Not only is the story-line compelling and interesting, Olmec Obituary’s diverse cast of characters, and female-led story brings a new voice to Australian literature in the last few years, offering up something meaty and intriguing for new readers who want their women doing new and interesting things, and seeking diversity. Combined, these work, and Elizabeth’s love life is present too, but already established and not at the forefront of the plot, which makes for exciting reading. As stubborn as she is, Elizabeth still has weaknesses and flaws that she tries to keep guarded and hidden, but it is these flaws that make her an intriguing character to read about.

The genre of cosy mystery, where the murder happens off page, without gratuitous violence and sex is becoming a favourite – and in this genre, all my current favourite authors are Australian women writers, with one being a British male – Vaseem Khan, author of the Baby Ganesh Investigation series.

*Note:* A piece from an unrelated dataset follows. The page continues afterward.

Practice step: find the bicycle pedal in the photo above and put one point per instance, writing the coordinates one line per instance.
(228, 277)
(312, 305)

My other favourites which are by Australian women are:

LJM Owen, Dr Pimms, Intermillennial Sleuth

Sulari Gentill, The Rowland Sinclair Mysteries – and the series that got me into this genre.

Kerry Greenwood, Phryne Fisher Mysteries

Janine Beacham – Rose Raventhorpe Investigates.

So, in my vast collection, Elizabeth is in good company, and she is an intriguing character, much like Rowly, Rose, Phryne and Inspector Chopra and his baby elephant. Where Rowly has his artist friends, and Phryne has trusty maid Dot, and Rose, the Silvercrest Butlers, and Chopra has a baby elephant, Elizabeth’s companions are her cats, named for Egyptian gods and goddesses, who are there when Elizabeth is working at home, always watching, and always faithful.

This is a great start to what I am sure will be an engaging and educational series. Elizabeth looks to be a character whose secrets will be revealed across the series and watching this happen will be intriguing. I liked the way Olmec Obituary ended with a touch of a mystery to come and be resolved, whilst wrapping up key aspects of the main plot and revealing characters for who they truly are not the facade that they put on for everyone else.

A great read, and I can’t wait to get stuck into book two.